Quick summary of metabolic trap. Some concepts in this are new to me and I will happily yield the floor to anyone with proper expertise, but here's my take:
TWO WORKER BEES
There is an important job in the body that needs to be done: turning an amino acid called tryptophan into another molecule called kynurenine.
Two enzymes work hard at doing that. One (IDO1) is good when there are low levels of tryptophan
but totally gives up when levels get high. The other enzyme (IDO2) is good when we have high levels of tryptophan.
Robert Phair suggests IDO2 is not working.
THE TRAP
The trap here is due to the special feature of IDO1. It doesn't keep trying when Tryptohan is high - it throws up its arms in despair and weeps. So what happens if Trytophan gets really high? If you've got no functioning IDO2 and IDO1 is sitting in the corner drinking whiskey, you have no good way to turn tryptophan into kynurenine. Tryptophan just accumulates and accumulates. Things get worse.
(This process happens inside the cell, but not inside the mitochondria, just in the common and/or general area they call cytosol.)

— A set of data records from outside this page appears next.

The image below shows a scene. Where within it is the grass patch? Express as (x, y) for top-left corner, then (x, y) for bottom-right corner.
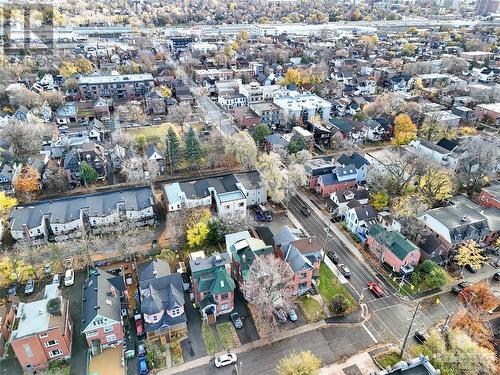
(201, 322), (217, 355)
(216, 322), (240, 350)
(299, 296), (326, 323)
(318, 263), (357, 314)
(374, 352), (401, 368)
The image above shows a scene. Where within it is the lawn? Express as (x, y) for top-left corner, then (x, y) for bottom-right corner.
(319, 263), (357, 313)
(375, 352), (401, 368)
(216, 322), (240, 350)
(299, 295), (326, 323)
(201, 322), (217, 355)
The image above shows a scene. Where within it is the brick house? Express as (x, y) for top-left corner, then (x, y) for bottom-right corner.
(189, 253), (236, 323)
(82, 270), (124, 355)
(366, 224), (420, 272)
(10, 284), (72, 372)
(0, 296), (19, 358)
(478, 181), (500, 209)
(315, 165), (357, 196)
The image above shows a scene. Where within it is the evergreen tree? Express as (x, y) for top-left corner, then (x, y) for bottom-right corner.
(184, 127), (201, 167)
(165, 127), (181, 174)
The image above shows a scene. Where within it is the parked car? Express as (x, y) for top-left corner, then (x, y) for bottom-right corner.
(24, 277), (35, 296)
(134, 314), (144, 337)
(451, 281), (470, 294)
(288, 308), (297, 322)
(137, 357), (149, 375)
(274, 309), (286, 324)
(300, 206), (311, 216)
(413, 331), (429, 344)
(137, 344), (148, 357)
(52, 273), (61, 287)
(231, 312), (243, 329)
(465, 264), (477, 273)
(7, 283), (17, 297)
(338, 263), (351, 278)
(368, 281), (384, 298)
(125, 272), (134, 285)
(64, 268), (75, 286)
(214, 353), (238, 368)
(326, 250), (340, 264)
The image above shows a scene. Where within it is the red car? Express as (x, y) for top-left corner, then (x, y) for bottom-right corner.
(134, 314), (144, 336)
(368, 281), (384, 298)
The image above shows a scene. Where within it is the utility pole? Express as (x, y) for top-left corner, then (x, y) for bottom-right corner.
(399, 301), (420, 358)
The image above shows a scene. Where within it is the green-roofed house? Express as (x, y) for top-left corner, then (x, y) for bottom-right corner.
(228, 237), (274, 284)
(366, 224), (420, 272)
(189, 253), (236, 323)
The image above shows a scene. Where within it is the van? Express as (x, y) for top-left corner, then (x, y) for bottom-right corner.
(64, 268), (75, 286)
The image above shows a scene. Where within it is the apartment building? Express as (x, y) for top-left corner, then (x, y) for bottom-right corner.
(9, 187), (154, 244)
(78, 73), (154, 100)
(10, 284), (72, 373)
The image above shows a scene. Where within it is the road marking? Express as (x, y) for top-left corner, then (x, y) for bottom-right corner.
(361, 323), (378, 344)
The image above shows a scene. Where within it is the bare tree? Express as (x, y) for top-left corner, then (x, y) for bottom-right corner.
(241, 255), (297, 334)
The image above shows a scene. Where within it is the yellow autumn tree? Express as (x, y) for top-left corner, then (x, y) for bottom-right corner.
(0, 191), (17, 217)
(455, 240), (488, 269)
(394, 113), (417, 145)
(280, 68), (302, 86)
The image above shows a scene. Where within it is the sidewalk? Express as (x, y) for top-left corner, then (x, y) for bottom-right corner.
(158, 320), (327, 375)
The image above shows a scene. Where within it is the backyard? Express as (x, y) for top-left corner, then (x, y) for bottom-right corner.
(318, 263), (357, 314)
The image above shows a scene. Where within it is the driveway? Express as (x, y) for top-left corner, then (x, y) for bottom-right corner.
(181, 293), (207, 362)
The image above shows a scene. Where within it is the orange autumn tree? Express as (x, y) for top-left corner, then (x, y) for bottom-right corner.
(13, 165), (40, 201)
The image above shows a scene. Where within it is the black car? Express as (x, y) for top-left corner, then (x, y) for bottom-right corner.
(300, 206), (311, 216)
(326, 250), (340, 264)
(451, 281), (470, 294)
(413, 331), (428, 344)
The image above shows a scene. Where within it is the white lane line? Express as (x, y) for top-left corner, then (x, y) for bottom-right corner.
(361, 323), (378, 344)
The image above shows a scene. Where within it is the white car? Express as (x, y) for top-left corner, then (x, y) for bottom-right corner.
(214, 353), (238, 368)
(64, 268), (75, 286)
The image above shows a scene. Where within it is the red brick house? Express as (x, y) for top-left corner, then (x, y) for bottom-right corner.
(366, 224), (420, 272)
(10, 284), (72, 372)
(189, 253), (236, 323)
(0, 296), (19, 358)
(82, 270), (124, 355)
(478, 181), (500, 209)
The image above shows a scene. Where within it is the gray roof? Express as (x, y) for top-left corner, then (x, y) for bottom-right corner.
(82, 269), (121, 332)
(137, 259), (171, 283)
(10, 186), (153, 230)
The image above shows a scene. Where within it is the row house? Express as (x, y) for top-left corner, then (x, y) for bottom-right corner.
(81, 269), (125, 356)
(189, 253), (236, 323)
(163, 171), (267, 217)
(10, 284), (73, 373)
(9, 187), (155, 244)
(78, 73), (154, 100)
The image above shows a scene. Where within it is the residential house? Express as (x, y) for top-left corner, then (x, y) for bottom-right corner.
(0, 296), (19, 359)
(78, 73), (154, 100)
(329, 188), (370, 218)
(315, 164), (356, 196)
(146, 143), (165, 176)
(137, 260), (187, 343)
(421, 197), (490, 249)
(163, 171), (267, 217)
(478, 181), (500, 209)
(344, 204), (377, 242)
(10, 284), (73, 373)
(189, 253), (236, 323)
(81, 269), (125, 356)
(337, 152), (370, 182)
(226, 236), (274, 285)
(366, 224), (420, 272)
(9, 187), (155, 244)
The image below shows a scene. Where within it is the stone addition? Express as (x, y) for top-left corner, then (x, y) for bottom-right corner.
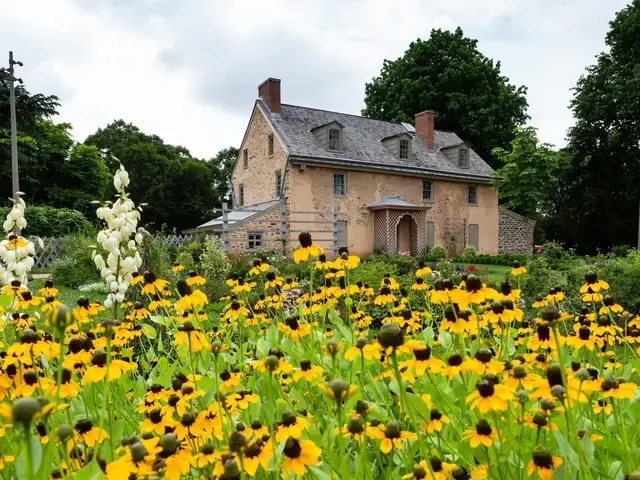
(498, 207), (536, 254)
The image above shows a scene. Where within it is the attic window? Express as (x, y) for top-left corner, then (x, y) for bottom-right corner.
(398, 140), (409, 160)
(458, 147), (469, 168)
(327, 128), (341, 152)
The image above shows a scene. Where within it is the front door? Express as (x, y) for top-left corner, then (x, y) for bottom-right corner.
(396, 215), (413, 253)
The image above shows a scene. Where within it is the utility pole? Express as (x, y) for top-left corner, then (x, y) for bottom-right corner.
(9, 52), (22, 200)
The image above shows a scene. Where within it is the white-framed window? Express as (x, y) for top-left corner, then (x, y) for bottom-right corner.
(467, 185), (478, 205)
(422, 180), (433, 202)
(333, 172), (347, 197)
(267, 133), (273, 156)
(327, 128), (341, 152)
(338, 220), (348, 248)
(458, 147), (469, 168)
(247, 232), (262, 250)
(469, 223), (480, 250)
(398, 139), (409, 160)
(276, 170), (282, 198)
(238, 183), (244, 207)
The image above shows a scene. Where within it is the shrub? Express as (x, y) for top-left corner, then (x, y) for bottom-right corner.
(462, 245), (478, 258)
(0, 206), (93, 237)
(429, 245), (447, 261)
(200, 237), (231, 281)
(52, 235), (100, 288)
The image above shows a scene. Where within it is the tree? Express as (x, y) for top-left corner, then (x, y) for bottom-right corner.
(557, 0), (640, 252)
(208, 147), (239, 206)
(492, 127), (568, 218)
(84, 120), (216, 230)
(362, 27), (528, 166)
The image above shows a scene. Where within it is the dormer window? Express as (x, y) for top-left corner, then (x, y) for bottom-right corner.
(458, 146), (469, 168)
(327, 128), (341, 152)
(398, 139), (409, 160)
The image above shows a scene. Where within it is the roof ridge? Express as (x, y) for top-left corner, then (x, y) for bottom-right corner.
(280, 103), (456, 134)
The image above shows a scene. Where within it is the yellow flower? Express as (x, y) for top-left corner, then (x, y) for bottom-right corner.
(283, 438), (322, 478)
(527, 446), (562, 480)
(462, 418), (498, 448)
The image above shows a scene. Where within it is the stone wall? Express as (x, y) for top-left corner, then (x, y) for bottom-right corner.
(498, 207), (536, 253)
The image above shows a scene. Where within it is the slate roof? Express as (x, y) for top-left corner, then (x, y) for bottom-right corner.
(195, 200), (282, 231)
(258, 100), (493, 182)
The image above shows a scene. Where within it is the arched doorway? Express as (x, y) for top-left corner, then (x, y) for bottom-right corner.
(396, 214), (414, 254)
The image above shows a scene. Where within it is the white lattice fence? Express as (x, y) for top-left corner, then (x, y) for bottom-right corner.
(30, 234), (196, 270)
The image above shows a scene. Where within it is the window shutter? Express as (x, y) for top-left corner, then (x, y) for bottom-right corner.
(427, 222), (436, 248)
(469, 224), (480, 250)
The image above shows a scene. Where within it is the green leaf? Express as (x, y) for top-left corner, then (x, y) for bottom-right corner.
(16, 437), (42, 478)
(142, 323), (158, 339)
(149, 315), (171, 327)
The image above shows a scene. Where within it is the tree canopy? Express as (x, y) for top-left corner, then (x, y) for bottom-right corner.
(555, 0), (640, 251)
(362, 27), (528, 166)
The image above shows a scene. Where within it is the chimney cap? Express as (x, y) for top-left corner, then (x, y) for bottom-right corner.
(258, 77), (282, 88)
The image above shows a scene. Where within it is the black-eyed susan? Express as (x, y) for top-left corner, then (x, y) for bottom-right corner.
(186, 270), (207, 286)
(276, 410), (309, 443)
(411, 277), (429, 292)
(420, 407), (451, 433)
(600, 377), (638, 399)
(344, 337), (382, 362)
(293, 232), (324, 263)
(511, 260), (527, 277)
(283, 437), (322, 477)
(370, 420), (418, 454)
(175, 320), (210, 353)
(462, 418), (498, 448)
(416, 260), (433, 277)
(278, 316), (311, 342)
(293, 359), (323, 383)
(467, 379), (513, 414)
(171, 262), (184, 273)
(527, 445), (562, 480)
(38, 280), (59, 297)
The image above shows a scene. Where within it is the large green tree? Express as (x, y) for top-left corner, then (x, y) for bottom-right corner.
(84, 120), (217, 230)
(556, 0), (640, 251)
(493, 127), (569, 218)
(208, 147), (239, 206)
(362, 27), (528, 166)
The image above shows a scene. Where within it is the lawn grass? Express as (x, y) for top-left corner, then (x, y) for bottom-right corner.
(462, 262), (511, 283)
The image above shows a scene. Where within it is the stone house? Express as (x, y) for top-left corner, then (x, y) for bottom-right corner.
(195, 78), (526, 255)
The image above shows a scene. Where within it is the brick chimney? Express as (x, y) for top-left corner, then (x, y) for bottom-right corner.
(258, 78), (280, 113)
(416, 110), (436, 150)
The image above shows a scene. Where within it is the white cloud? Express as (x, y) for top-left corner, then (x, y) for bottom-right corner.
(0, 0), (626, 157)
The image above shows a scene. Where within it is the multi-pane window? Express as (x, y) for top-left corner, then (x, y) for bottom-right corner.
(247, 232), (262, 250)
(398, 140), (409, 159)
(458, 147), (469, 168)
(276, 170), (282, 198)
(328, 128), (340, 152)
(337, 220), (347, 247)
(469, 223), (480, 250)
(467, 185), (478, 205)
(238, 184), (244, 207)
(333, 173), (347, 197)
(422, 180), (433, 202)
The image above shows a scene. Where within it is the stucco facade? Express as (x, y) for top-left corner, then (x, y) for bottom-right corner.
(286, 167), (498, 255)
(231, 107), (288, 206)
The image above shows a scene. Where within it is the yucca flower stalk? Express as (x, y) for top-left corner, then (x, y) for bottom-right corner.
(93, 165), (144, 318)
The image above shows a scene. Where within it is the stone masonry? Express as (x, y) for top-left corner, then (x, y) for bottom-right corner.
(498, 207), (536, 253)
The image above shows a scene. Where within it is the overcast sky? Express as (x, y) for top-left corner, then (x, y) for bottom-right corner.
(0, 0), (628, 158)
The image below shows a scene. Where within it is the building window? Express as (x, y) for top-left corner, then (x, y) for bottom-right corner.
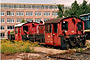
(26, 19), (33, 22)
(7, 11), (14, 16)
(44, 12), (50, 16)
(52, 12), (58, 16)
(35, 18), (42, 23)
(0, 33), (5, 38)
(35, 12), (42, 16)
(26, 12), (33, 16)
(44, 18), (49, 22)
(16, 18), (23, 23)
(0, 26), (5, 30)
(7, 19), (14, 23)
(25, 5), (32, 8)
(7, 26), (14, 30)
(16, 12), (24, 16)
(0, 11), (5, 16)
(0, 18), (5, 23)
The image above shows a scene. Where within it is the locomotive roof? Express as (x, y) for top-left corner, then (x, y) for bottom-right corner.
(45, 16), (84, 24)
(45, 18), (63, 24)
(80, 13), (90, 16)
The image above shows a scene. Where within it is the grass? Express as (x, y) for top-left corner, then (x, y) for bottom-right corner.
(1, 40), (39, 55)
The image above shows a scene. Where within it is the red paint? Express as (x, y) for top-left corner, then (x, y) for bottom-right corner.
(45, 17), (84, 46)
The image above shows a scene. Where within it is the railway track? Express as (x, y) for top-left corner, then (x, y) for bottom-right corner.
(49, 48), (90, 60)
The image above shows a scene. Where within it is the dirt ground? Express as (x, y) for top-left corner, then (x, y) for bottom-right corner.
(1, 40), (90, 60)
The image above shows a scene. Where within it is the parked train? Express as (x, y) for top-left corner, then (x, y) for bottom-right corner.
(80, 13), (90, 39)
(8, 17), (86, 49)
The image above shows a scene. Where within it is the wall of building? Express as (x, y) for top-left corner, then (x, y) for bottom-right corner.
(0, 3), (62, 39)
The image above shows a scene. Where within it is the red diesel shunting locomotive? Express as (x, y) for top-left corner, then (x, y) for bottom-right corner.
(14, 17), (85, 49)
(45, 17), (85, 49)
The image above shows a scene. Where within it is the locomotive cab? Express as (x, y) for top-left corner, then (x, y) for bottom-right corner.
(45, 17), (85, 49)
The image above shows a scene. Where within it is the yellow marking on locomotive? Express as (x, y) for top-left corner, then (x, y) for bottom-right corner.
(48, 35), (50, 38)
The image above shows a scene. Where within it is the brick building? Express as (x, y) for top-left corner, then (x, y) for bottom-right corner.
(0, 3), (63, 39)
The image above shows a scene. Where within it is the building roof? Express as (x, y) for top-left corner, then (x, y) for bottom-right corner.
(15, 23), (25, 27)
(45, 16), (84, 24)
(1, 0), (63, 5)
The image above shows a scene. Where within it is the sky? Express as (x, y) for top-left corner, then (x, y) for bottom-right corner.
(1, 0), (90, 6)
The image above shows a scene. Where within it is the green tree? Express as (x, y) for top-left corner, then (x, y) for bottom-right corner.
(58, 5), (64, 18)
(59, 0), (90, 17)
(21, 19), (25, 23)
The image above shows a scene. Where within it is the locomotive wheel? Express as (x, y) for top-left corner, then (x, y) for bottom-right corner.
(65, 42), (70, 50)
(79, 41), (83, 47)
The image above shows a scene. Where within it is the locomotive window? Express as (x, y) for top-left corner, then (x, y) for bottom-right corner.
(77, 22), (83, 31)
(45, 24), (52, 33)
(53, 23), (57, 33)
(62, 21), (68, 30)
(23, 26), (28, 31)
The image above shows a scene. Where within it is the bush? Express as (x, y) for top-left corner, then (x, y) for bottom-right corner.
(1, 40), (39, 55)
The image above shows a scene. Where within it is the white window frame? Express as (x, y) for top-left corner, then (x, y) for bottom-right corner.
(26, 11), (33, 16)
(16, 18), (23, 23)
(44, 11), (50, 16)
(52, 12), (58, 16)
(35, 18), (42, 23)
(7, 26), (14, 30)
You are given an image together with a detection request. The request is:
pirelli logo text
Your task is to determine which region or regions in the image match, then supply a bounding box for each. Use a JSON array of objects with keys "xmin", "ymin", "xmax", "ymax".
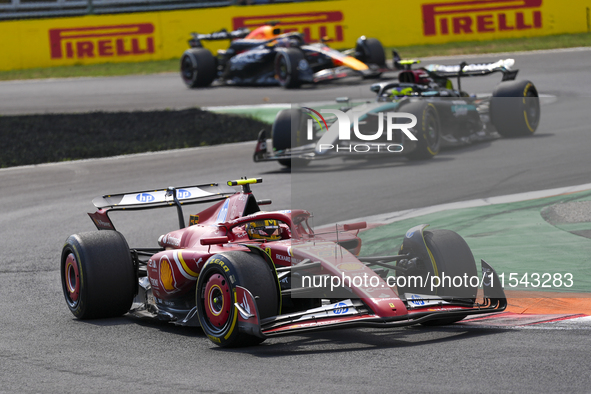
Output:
[
  {"xmin": 232, "ymin": 11, "xmax": 345, "ymax": 42},
  {"xmin": 49, "ymin": 23, "xmax": 154, "ymax": 59},
  {"xmin": 422, "ymin": 0, "xmax": 542, "ymax": 36}
]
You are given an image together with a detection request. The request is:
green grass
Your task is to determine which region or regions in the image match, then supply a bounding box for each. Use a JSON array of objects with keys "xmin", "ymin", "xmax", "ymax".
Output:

The theory is that MECFS kicks in if you have a broken IDO2 (predisposition to disease) and then somehow (often during an infection) you get to the level of tryptophan that causes IDO1 to quit and walk off the job. There's no (easy) way back.
GENETICS
So, is IDO2 broken in CFS patients? Phair had a look in the genetic data from the Severely Ill Patients Study and found that on average, they had 1.7 genetic mutations in the gene that makes this enzyme. [However, he says these mutations are actually very common in humans. So it is unclear to me if this finding is especially relevant. Maybe it's not solely genetic? I don't find this part very satisfying.]
The metabolic trap can be demonstrated in various computer models though: If people without a working IDO2 get high tryptophan for long enough, they get stuck with it for basically ever.
EXPERIMENTAL SUPPORT
The rubber really hits the road when he tests patients. (n=6, so very preliminary.) Experiments in me/cfs patients cells comapared to healthy controls show tryptophan is high, kynurenine is low, and the ratio of the two is high, just like the metabolic trap hypothesis would predict.
(This is not the whole story, much has been omitted for simplicity, but it is, I think, the key parts.)
The end.
FINAL WORD:
Ron Davis himself issues
a big warning on not trying to manipulate your own cellular tryptophan. You could give yourself brain damage or die. They think there could be an easy cure but they want to test it properly and are very worried about patients hurting themselves.